National Assembly Member
- Parliamentary group: Accord (Nigeria)
- Constituency: Mushin, Lagos

Personal details
- Born: July 11, 1959 (age 66) Lagos
- Alma mater: University of Lagos
- Occupation: Accountant

= Dauda Kako Are =

Dauda Kako Are (born 11 July 1959) is an accountant and a politician. He is a member of the House of Representative of Nigeria representing Mushin I Constituency after he emerged winner at the 2015 Nigerian General Election in April under the platform of the Accord Party.
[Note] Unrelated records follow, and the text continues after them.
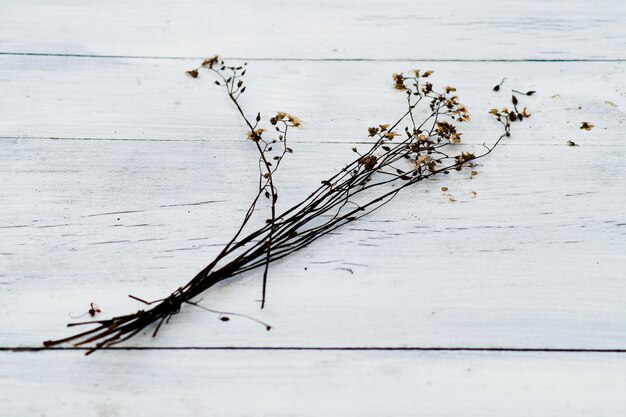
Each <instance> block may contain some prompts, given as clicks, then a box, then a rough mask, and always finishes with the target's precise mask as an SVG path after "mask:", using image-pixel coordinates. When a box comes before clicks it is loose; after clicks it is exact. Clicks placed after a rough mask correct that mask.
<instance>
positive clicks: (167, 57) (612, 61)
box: [0, 51, 626, 63]
mask: <svg viewBox="0 0 626 417" xmlns="http://www.w3.org/2000/svg"><path fill="white" fill-rule="evenodd" d="M0 55H2V56H39V57H62V58H99V59H154V60H191V59H204V58H206V56H151V55H97V54H64V53H40V52H2V51H0ZM224 59H227V60H241V61H268V62H275V61H283V62H415V61H422V62H487V63H488V62H626V58H567V59H565V58H564V59H545V58H512V59H504V58H502V59H500V58H476V59H465V58H263V57H256V58H251V57H224Z"/></svg>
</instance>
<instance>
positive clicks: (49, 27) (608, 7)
mask: <svg viewBox="0 0 626 417" xmlns="http://www.w3.org/2000/svg"><path fill="white" fill-rule="evenodd" d="M0 11H1V12H2V13H0V28H2V32H3V36H2V38H1V39H0V48H1V49H2V50H3V51H7V52H38V53H51V54H58V53H71V54H85V55H133V56H137V55H138V56H158V57H163V56H175V57H180V56H193V57H204V56H205V55H206V54H207V53H210V52H211V51H220V52H221V53H223V54H224V55H225V56H241V57H248V58H295V59H319V58H323V59H346V58H368V59H399V58H409V59H428V58H431V59H432V58H440V59H446V58H448V59H449V58H453V59H459V58H463V59H528V58H530V59H572V58H578V59H580V58H583V59H616V58H621V59H623V58H626V55H625V54H626V39H625V37H624V16H625V15H626V3H624V2H623V1H621V0H598V1H593V2H591V1H586V0H567V1H545V0H526V1H523V2H521V1H511V0H506V1H502V0H499V1H494V0H475V1H471V2H469V1H468V2H463V1H454V2H442V1H438V0H427V1H423V0H421V1H410V0H392V1H384V2H381V1H375V0H365V1H350V0H348V1H341V2H338V1H332V0H323V1H319V0H314V1H313V0H307V1H298V2H289V1H284V0H270V1H264V2H263V3H262V4H260V3H259V2H258V1H255V0H216V1H203V0H191V1H189V0H186V1H178V2H171V1H167V0H157V1H154V0H142V1H133V2H127V1H123V0H114V1H107V2H106V3H103V2H99V1H94V0H88V1H79V0H65V1H62V2H58V1H55V2H49V1H46V0H34V1H33V0H26V1H3V2H2V4H1V5H0Z"/></svg>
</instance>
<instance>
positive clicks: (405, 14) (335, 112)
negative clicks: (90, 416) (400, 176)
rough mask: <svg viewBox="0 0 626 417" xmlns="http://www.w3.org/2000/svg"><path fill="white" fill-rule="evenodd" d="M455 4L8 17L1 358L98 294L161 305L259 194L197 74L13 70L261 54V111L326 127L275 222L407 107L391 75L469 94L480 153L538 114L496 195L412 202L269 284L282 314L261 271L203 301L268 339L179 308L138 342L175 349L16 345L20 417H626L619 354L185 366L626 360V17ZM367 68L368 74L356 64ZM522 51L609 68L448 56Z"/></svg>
mask: <svg viewBox="0 0 626 417" xmlns="http://www.w3.org/2000/svg"><path fill="white" fill-rule="evenodd" d="M455 3H458V4H451V3H450V2H406V1H402V2H396V3H390V2H385V3H374V2H361V3H359V4H356V3H345V2H344V3H341V4H337V3H336V2H334V3H331V2H305V3H299V4H298V6H294V5H293V4H290V3H286V2H275V1H272V2H269V3H268V2H263V3H259V2H184V3H183V2H178V3H177V4H176V5H174V4H173V3H167V4H159V3H155V2H150V3H148V2H133V4H126V3H122V2H107V3H106V4H105V3H99V2H98V3H96V2H72V1H69V0H66V1H63V2H54V3H51V2H43V1H23V2H22V1H20V2H2V4H0V54H4V55H0V88H1V90H0V207H1V210H0V317H2V321H1V322H0V348H12V347H13V348H14V347H39V346H40V343H41V341H42V340H44V339H49V338H53V337H59V336H62V335H63V334H65V333H64V332H65V331H66V330H67V329H64V327H63V326H64V324H65V323H66V322H67V321H71V319H70V318H69V314H79V313H81V312H83V311H85V310H86V309H87V308H88V304H89V302H91V301H93V302H96V303H98V304H99V305H100V306H101V307H102V308H103V310H104V313H103V315H108V314H119V313H125V312H127V311H129V310H132V309H135V308H138V307H139V306H138V305H137V303H136V302H133V301H132V300H130V299H128V298H127V297H126V295H127V294H129V293H132V294H135V295H138V296H141V297H144V298H158V297H161V296H163V295H164V294H168V293H169V292H171V291H172V290H173V289H174V288H176V287H178V286H179V285H180V284H181V283H184V282H186V281H187V280H188V279H189V278H190V277H191V276H192V275H193V274H194V272H196V271H197V270H198V269H199V268H201V267H203V266H204V265H205V264H206V263H207V262H208V261H209V260H210V259H211V256H212V255H213V254H215V253H216V251H217V250H218V249H219V245H220V244H221V243H223V242H224V241H225V239H227V238H228V237H229V236H230V235H231V233H232V230H233V229H234V227H235V226H236V224H237V221H238V219H239V217H241V215H242V213H241V210H243V209H244V207H245V205H246V203H247V202H248V200H249V196H250V195H251V194H252V193H253V191H254V183H253V182H252V181H251V180H250V177H249V175H250V174H249V173H250V172H251V170H253V169H255V168H254V160H255V155H254V150H253V149H251V148H250V146H249V143H247V142H245V141H244V140H243V137H244V134H245V132H244V129H243V127H242V126H241V124H240V123H239V122H238V119H237V117H236V114H235V112H234V111H233V109H232V107H231V106H230V105H229V103H228V102H227V101H226V100H225V99H224V97H223V96H222V95H221V92H220V91H219V90H218V89H216V88H214V87H213V86H211V85H210V83H211V81H210V80H209V78H208V77H202V78H201V79H198V80H192V79H190V78H188V77H186V76H184V74H183V72H184V70H186V69H188V68H190V67H192V66H195V65H197V62H198V61H197V60H195V59H183V60H175V59H145V58H143V59H137V58H134V59H132V58H124V59H120V58H101V57H94V56H90V57H67V56H22V55H16V54H20V53H33V52H34V53H44V54H52V55H56V54H82V55H99V56H102V55H124V56H144V57H145V56H154V57H168V56H181V57H190V56H198V57H201V56H205V55H208V54H211V53H214V52H221V53H222V54H224V55H226V56H240V57H245V58H252V59H261V60H260V61H255V60H253V61H250V70H249V74H248V76H247V79H248V84H249V87H248V93H247V94H248V97H246V98H245V100H244V104H245V105H246V108H248V109H249V111H250V112H251V113H252V112H255V111H257V110H261V111H262V112H263V113H264V114H269V113H271V112H273V111H275V110H286V111H289V112H292V113H294V114H296V115H298V116H300V117H302V118H303V119H304V120H305V121H306V124H305V128H304V129H302V130H300V131H298V132H297V133H296V132H294V133H296V134H295V135H294V136H293V148H294V150H295V153H294V154H293V155H292V156H291V157H290V159H289V160H286V161H285V165H284V166H283V169H282V172H281V174H280V175H279V177H278V178H277V180H278V181H279V186H280V193H281V199H280V202H279V204H280V205H281V207H283V208H286V207H288V206H289V204H290V203H293V202H296V201H297V200H298V199H299V198H300V197H302V196H303V195H305V193H306V191H307V190H308V189H310V188H312V187H314V186H315V185H316V184H318V183H319V180H320V179H322V178H324V177H325V176H327V175H329V174H331V173H333V172H334V171H335V170H336V169H337V168H338V167H340V166H341V165H342V164H343V163H344V162H345V161H347V160H348V159H350V158H351V157H352V153H351V152H350V150H349V149H350V148H351V147H352V146H354V145H355V144H357V145H360V144H362V143H363V142H365V141H366V140H367V139H366V138H365V137H364V136H365V135H364V134H363V133H364V132H365V129H366V128H367V127H368V126H370V125H373V124H376V123H383V122H387V121H391V120H393V118H394V117H395V116H396V115H397V114H398V113H399V112H400V111H402V107H403V103H402V97H400V96H399V95H398V93H397V92H395V91H394V90H393V89H392V88H390V79H389V75H390V73H391V72H394V71H402V70H410V69H412V68H423V69H434V70H435V71H436V73H435V76H434V81H435V82H436V83H440V84H441V85H446V84H451V85H454V86H456V87H457V88H458V90H459V91H458V92H459V95H460V96H461V98H463V102H464V103H466V104H467V105H468V107H469V108H470V110H471V112H472V115H473V121H472V123H470V124H468V125H466V126H464V129H463V132H464V133H465V135H464V139H465V142H467V143H468V144H470V145H474V146H478V145H480V144H481V143H482V142H484V141H487V142H489V141H492V140H493V139H494V138H495V137H496V131H497V125H496V124H495V123H494V122H493V121H491V120H490V119H489V117H488V115H486V111H487V110H488V109H489V108H491V107H495V106H497V107H501V106H502V105H507V104H508V101H509V97H508V94H507V91H509V90H508V89H509V88H511V87H513V88H518V89H521V90H524V91H525V90H530V89H532V90H537V94H536V95H535V96H533V97H529V98H523V102H524V104H525V105H527V107H528V108H529V110H530V111H531V113H533V116H532V117H531V118H530V119H529V120H527V121H525V122H524V124H521V125H515V126H513V127H514V130H513V137H512V138H511V139H510V140H508V141H507V142H506V143H505V144H503V146H502V147H501V148H499V149H498V150H497V152H494V154H493V155H492V156H490V157H489V158H487V159H485V160H484V161H483V162H482V164H481V166H480V167H479V169H478V171H479V175H478V176H477V177H476V178H474V179H468V178H467V177H466V176H463V175H454V176H450V177H449V178H440V179H438V180H436V181H428V182H426V183H423V184H418V185H417V187H415V189H414V191H409V192H407V193H405V194H401V195H400V196H399V197H398V198H397V199H396V200H394V202H393V203H392V204H390V205H389V206H387V207H386V208H385V209H383V210H381V211H380V212H377V213H375V214H374V215H372V216H371V217H369V218H367V219H364V220H363V221H361V222H358V223H356V224H354V225H351V226H350V227H347V228H345V229H344V230H341V231H340V232H339V233H337V234H335V235H333V236H329V237H327V238H325V239H323V240H321V241H319V242H317V243H315V244H314V245H313V246H311V247H309V248H307V249H305V250H304V251H302V252H300V253H298V254H295V255H294V256H291V257H290V258H288V259H286V260H285V261H284V262H280V263H278V264H276V265H275V266H273V268H272V269H271V274H270V281H269V299H268V305H267V308H266V309H265V310H263V311H260V310H259V309H258V302H256V300H258V298H259V296H260V275H259V274H258V273H250V274H246V275H245V276H242V277H240V278H238V279H237V280H234V281H231V282H228V283H224V284H223V285H220V286H219V287H218V288H215V289H214V290H213V291H211V292H210V293H208V294H207V296H206V297H205V300H204V303H205V304H206V305H207V306H211V307H216V308H222V309H227V310H229V311H237V312H240V313H248V314H252V315H254V316H255V317H258V318H261V319H263V320H266V321H269V322H270V323H271V324H272V325H273V326H274V328H273V330H272V331H271V332H266V331H265V330H263V328H262V327H260V326H257V325H255V324H254V323H251V322H248V321H245V320H240V319H235V318H233V320H231V321H229V322H227V323H223V322H221V321H219V320H217V318H216V316H212V315H210V314H208V313H206V312H203V311H200V310H197V309H192V308H187V309H185V310H183V312H182V313H181V314H180V315H178V316H176V317H175V318H174V319H173V320H172V323H171V324H170V325H169V326H166V327H164V328H163V329H162V330H161V332H160V334H159V337H158V338H157V339H152V338H150V337H148V336H140V337H138V338H137V339H135V340H133V341H131V342H130V343H129V344H128V345H129V346H143V347H160V348H165V349H164V350H145V351H120V350H116V351H109V352H101V353H99V354H96V355H94V356H92V357H89V358H88V359H86V358H83V357H82V355H81V353H82V352H73V351H52V352H15V351H10V350H4V351H2V352H0V415H1V416H3V417H4V416H24V415H49V416H56V415H62V416H74V415H76V416H85V415H87V416H89V415H95V416H115V415H121V416H125V415H129V416H140V415H172V414H174V415H206V414H209V413H213V414H218V415H285V416H287V415H289V416H292V415H323V414H330V415H359V416H362V415H376V416H380V415H383V416H384V415H390V416H391V415H393V416H398V415H400V416H402V415H415V414H416V413H419V414H420V415H450V416H457V415H467V416H489V415H493V416H502V415H507V416H517V415H519V416H528V415H551V416H583V415H603V416H606V415H616V416H617V415H623V414H624V408H626V405H625V404H624V401H623V399H622V397H623V396H622V392H623V391H624V388H625V387H624V378H623V375H624V370H625V369H624V366H625V365H624V358H625V357H626V354H624V353H621V354H620V353H592V352H585V353H558V352H506V353H501V352H493V351H489V352H480V353H478V352H416V351H409V352H407V351H394V350H391V351H390V350H380V351H319V350H318V351H315V350H312V351H285V350H269V351H267V350H263V351H253V350H237V351H229V350H223V349H222V350H221V349H217V350H168V349H167V348H168V347H181V348H185V347H234V348H241V347H264V346H265V347H267V346H272V347H278V348H280V347H371V348H386V347H449V348H451V347H458V346H465V347H473V348H493V347H496V348H516V349H524V348H535V349H542V348H544V349H545V348H558V349H605V350H606V349H625V348H626V340H625V339H626V336H625V334H626V332H624V329H625V328H626V307H624V303H623V299H624V294H625V292H626V288H625V285H626V284H625V283H624V279H623V277H624V267H623V264H624V260H625V254H626V214H625V211H624V207H625V206H626V193H624V189H626V187H625V185H626V184H625V178H626V164H624V160H625V157H626V146H625V142H624V134H623V128H624V120H626V118H625V117H624V112H625V110H624V109H625V108H626V107H625V106H626V81H625V80H626V77H624V72H625V71H624V69H625V68H624V66H625V65H626V64H625V63H624V62H623V61H621V62H600V61H597V60H607V59H610V60H615V59H618V60H619V59H624V58H625V56H624V53H623V51H624V50H626V49H624V47H625V46H626V45H625V39H626V34H625V33H624V29H623V18H622V17H621V16H623V15H624V14H625V10H624V7H625V6H624V5H625V4H626V3H624V2H620V1H604V2H599V3H598V2H595V3H591V2H582V1H571V2H567V3H564V2H546V1H529V2H524V4H520V3H519V2H515V3H513V2H511V3H510V4H508V3H506V2H505V3H503V2H487V1H480V2H471V3H470V2H455ZM229 15H232V16H233V17H232V19H226V18H224V16H229ZM446 16H447V17H446ZM433 17H441V18H440V19H438V20H436V21H435V20H433ZM235 22H236V23H235ZM434 39H436V40H437V42H436V43H435V42H433V40H434ZM252 40H253V41H254V43H252V42H251V41H252ZM7 53H8V55H7ZM275 58H290V59H312V60H318V59H323V60H324V61H321V62H318V61H286V60H282V59H278V60H268V59H275ZM354 58H367V59H373V60H376V61H366V62H358V61H351V62H343V61H336V59H339V60H341V59H354ZM529 58H530V59H544V60H561V59H569V60H572V59H574V60H575V59H595V60H596V61H593V62H437V61H433V60H442V59H443V60H446V59H455V60H480V59H497V60H499V59H505V60H506V59H508V60H520V59H529ZM406 59H411V61H407V60H406ZM420 59H428V60H430V61H423V60H422V61H420ZM381 60H382V61H381ZM502 77H508V80H507V82H506V83H505V84H504V86H503V90H502V92H501V93H500V94H495V93H493V92H492V91H491V87H492V86H493V85H494V84H496V83H497V82H499V81H500V79H501V78H502ZM582 121H589V122H592V123H593V124H595V125H596V127H595V128H594V129H593V130H591V131H590V132H585V131H581V130H579V129H578V125H579V123H580V122H582ZM569 139H571V140H574V141H575V142H576V143H578V144H580V146H579V147H575V148H572V147H567V146H566V145H565V142H566V141H567V140H569ZM442 186H446V187H448V188H449V191H448V192H447V193H442V192H441V191H440V188H441V187H442ZM472 191H475V192H476V193H477V196H476V198H472V197H471V192H472ZM447 194H450V195H452V196H454V198H455V199H456V200H457V201H456V202H455V203H451V202H449V201H448V198H449V196H448V195H447ZM305 268H306V269H305ZM25 399H28V401H25Z"/></svg>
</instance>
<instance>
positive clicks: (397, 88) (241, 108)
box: [44, 56, 530, 354]
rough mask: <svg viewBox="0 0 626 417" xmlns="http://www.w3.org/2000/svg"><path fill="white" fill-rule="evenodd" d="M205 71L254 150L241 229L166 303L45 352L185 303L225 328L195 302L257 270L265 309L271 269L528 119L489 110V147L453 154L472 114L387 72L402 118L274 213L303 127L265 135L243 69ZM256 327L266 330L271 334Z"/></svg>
mask: <svg viewBox="0 0 626 417" xmlns="http://www.w3.org/2000/svg"><path fill="white" fill-rule="evenodd" d="M202 70H206V71H209V72H210V73H212V74H213V75H214V76H215V77H216V80H215V84H217V85H218V86H220V87H222V88H223V89H224V90H225V92H226V94H227V96H228V97H229V99H230V100H231V101H232V103H233V104H234V106H235V108H236V109H237V111H238V113H239V115H240V117H241V118H242V121H243V123H245V125H246V127H247V129H248V133H247V139H248V140H249V141H250V142H251V143H252V146H255V147H256V149H257V151H258V155H259V161H258V162H259V173H258V189H257V194H256V195H255V196H254V197H253V198H252V202H251V203H250V206H249V207H248V210H247V211H246V214H245V216H244V218H243V220H242V222H241V224H240V225H239V227H238V229H237V230H236V231H235V233H234V235H233V237H232V238H231V240H230V241H229V242H227V243H226V244H225V245H224V247H223V248H222V250H221V251H220V252H219V254H218V255H217V256H216V257H215V259H213V260H212V261H211V262H210V263H209V264H208V265H207V266H206V267H205V268H204V269H202V270H201V271H200V272H199V273H198V274H197V275H196V276H195V277H193V279H191V280H190V281H189V282H188V283H187V284H185V285H184V286H182V287H180V288H178V289H177V290H176V291H174V292H173V293H171V294H170V295H169V296H167V297H166V298H163V299H161V300H156V301H151V302H147V301H144V300H141V299H140V298H138V297H135V296H131V297H132V298H134V299H137V300H139V301H141V302H143V303H145V304H147V305H148V307H147V308H146V309H144V310H139V311H136V312H134V313H131V314H128V315H123V316H117V317H113V318H110V319H103V320H93V321H87V322H81V323H70V324H69V325H68V326H77V325H92V326H93V327H92V328H90V329H89V330H87V331H84V332H82V333H78V334H75V335H72V336H70V337H67V338H64V339H59V340H53V341H46V342H44V345H45V346H54V345H58V344H61V343H66V342H72V343H74V345H76V346H82V345H90V346H91V348H90V349H89V350H88V352H87V353H88V354H89V353H91V352H93V351H95V350H98V349H101V348H106V347H109V346H113V345H115V344H118V343H121V342H123V341H125V340H128V339H129V338H131V337H133V336H134V335H136V334H138V333H140V332H141V331H143V330H145V329H146V328H148V327H149V326H154V330H153V333H152V335H153V336H156V335H157V333H158V331H159V329H160V328H161V326H162V324H163V323H167V322H169V320H170V318H171V317H172V316H174V315H175V314H177V313H178V312H179V311H180V309H181V307H182V306H183V305H184V304H189V305H193V306H195V307H199V308H203V309H205V310H208V311H211V312H214V313H218V314H219V315H220V316H219V317H220V318H221V319H222V320H228V315H238V314H236V313H225V312H220V311H215V310H211V309H208V308H206V307H204V306H202V305H200V304H199V301H198V297H199V296H200V295H201V294H202V293H204V292H205V291H207V290H208V289H210V288H211V287H212V286H214V285H215V284H217V283H218V282H221V281H224V280H226V279H229V278H232V277H235V276H237V275H240V274H243V273H246V272H248V271H252V270H256V269H259V270H263V289H262V293H263V297H262V301H263V303H262V307H263V305H264V304H265V298H266V284H267V277H268V271H269V266H270V264H271V263H272V262H275V261H278V260H279V259H282V258H284V257H286V256H289V255H290V254H292V253H294V252H297V251H299V250H300V249H302V248H304V247H306V246H307V245H309V244H311V243H312V242H314V241H316V240H317V239H319V238H321V237H323V236H326V235H327V234H329V233H331V232H333V231H334V230H336V229H338V228H340V227H342V226H344V225H345V224H347V223H351V222H354V221H357V220H359V219H360V218H361V217H363V216H366V215H368V214H369V213H372V212H373V211H375V210H377V209H379V208H381V207H382V206H384V205H385V204H387V203H388V202H389V201H390V200H391V199H393V198H394V197H395V196H396V195H397V194H398V193H400V192H401V191H402V190H404V189H405V188H408V187H411V186H413V185H415V184H416V183H418V182H420V181H422V180H425V179H427V178H431V177H434V176H437V175H446V174H449V173H450V172H453V171H461V170H463V169H466V168H468V169H473V167H474V166H475V161H476V160H478V159H480V158H483V157H485V156H486V155H488V154H490V153H491V152H492V151H493V150H494V148H495V147H496V146H497V145H498V144H499V143H500V141H501V140H502V139H503V138H505V137H508V136H510V126H511V123H512V122H515V121H522V120H523V119H524V118H527V117H529V116H530V115H529V114H528V112H527V111H526V109H524V110H523V111H521V112H520V111H518V109H517V104H518V102H517V99H516V98H515V97H514V98H513V106H514V109H513V110H511V111H509V110H508V109H506V108H503V109H502V110H497V109H492V111H491V112H490V113H492V114H493V115H494V116H495V118H496V120H497V121H499V122H500V123H501V125H502V129H503V130H502V133H501V134H500V135H499V136H498V137H497V138H496V140H495V141H494V143H493V144H492V145H491V146H487V145H485V144H483V148H481V149H482V151H481V153H478V154H476V153H474V152H469V151H466V150H461V149H459V147H458V145H459V144H460V143H461V133H460V132H459V131H457V124H458V123H462V122H465V121H468V120H469V119H470V115H469V112H468V110H467V108H466V107H465V106H464V105H462V104H461V103H460V102H459V98H458V97H457V96H456V95H455V94H454V93H455V91H456V89H455V88H454V87H450V86H446V87H444V88H443V89H442V91H440V92H438V91H436V90H435V88H434V87H433V85H432V84H431V83H430V82H428V78H429V77H430V75H431V74H432V73H433V72H432V71H425V72H420V71H419V70H414V71H412V72H410V73H408V74H407V75H404V74H402V73H400V74H393V86H394V88H396V89H397V90H399V91H401V92H402V93H403V94H404V97H405V100H406V111H405V112H404V113H403V114H402V115H400V116H399V118H398V119H397V120H396V121H395V122H394V123H392V124H391V123H388V124H379V125H376V126H374V127H370V128H369V129H368V130H367V136H368V137H369V139H370V140H371V145H369V146H368V147H367V149H365V150H364V151H359V150H358V149H357V148H353V149H352V151H353V152H354V153H356V154H357V155H356V156H355V158H354V159H353V160H352V161H351V162H349V163H348V164H346V165H345V166H344V167H342V168H341V169H340V170H339V171H338V172H337V173H336V174H335V175H333V176H331V177H330V178H325V179H323V180H322V181H321V183H320V186H319V187H318V188H317V189H316V190H314V191H313V192H312V193H310V194H309V195H308V196H307V197H306V198H304V199H303V200H302V201H300V202H299V203H298V204H296V205H294V206H293V207H290V208H289V209H287V210H285V211H283V212H280V213H279V211H278V209H277V205H276V204H277V201H278V190H277V187H276V185H275V184H274V173H275V172H276V170H277V169H278V168H279V167H280V164H281V161H282V160H283V158H284V157H285V156H287V154H289V153H291V152H292V150H291V148H289V147H288V146H287V141H288V134H289V133H290V131H291V129H293V128H297V127H299V126H300V125H301V121H300V119H298V118H297V117H295V116H292V115H290V114H288V113H285V112H280V111H279V112H277V113H276V114H275V115H272V117H270V118H269V120H267V119H266V122H269V124H270V125H271V126H272V128H273V129H267V130H265V129H263V128H261V127H259V126H260V123H261V121H262V117H261V115H260V114H259V113H257V114H256V117H254V118H249V117H248V116H247V115H246V112H245V111H244V110H243V107H242V105H241V100H240V99H241V95H242V94H243V93H244V92H245V91H246V86H245V85H244V82H243V76H244V75H245V73H246V65H245V64H244V65H242V66H227V65H226V64H225V63H224V61H223V60H221V59H220V58H219V57H218V56H215V57H212V58H209V59H206V60H204V62H202V64H201V65H200V66H199V67H198V68H195V69H193V70H190V71H188V72H187V73H188V74H189V75H190V76H191V77H193V78H197V77H199V75H200V71H202ZM472 172H474V171H472ZM264 197H265V198H267V200H268V201H269V216H267V220H266V222H265V223H264V225H263V226H262V227H258V228H256V229H254V230H252V231H251V232H249V231H247V229H249V227H248V226H249V223H250V220H251V218H252V217H253V214H254V213H256V212H259V209H260V207H259V205H260V201H262V199H263V198H264ZM239 316H241V315H239ZM248 318H250V317H248ZM252 320H255V319H252ZM256 321H258V320H256ZM260 323H261V324H263V325H264V326H266V328H267V330H269V329H270V326H268V325H266V324H265V323H262V322H260Z"/></svg>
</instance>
== Early life and education ==
Kako Are was born on July 11, 1959, in Lagos, Nigeria. He attended Baptist High School, Saki, Oyo State where he obtained his West African Senior School Certificate in 1977. He proceeded to University of Lagos, Akoka where he bagged his Bachelor of Science degree in Accounting in 1985.

== Political career ==
Kako Are began his political career in 1999 after being elected to represent his constituency at the Lagos State House of Assembly from 1999 to 2003 under the platform of the Action Congress of Nigeria. He contested for the Federal House of representatives under the Platform of the Accord Party(A) and Won to represent Mushin I Federal Constituency at the 2015 Nigerian General Election.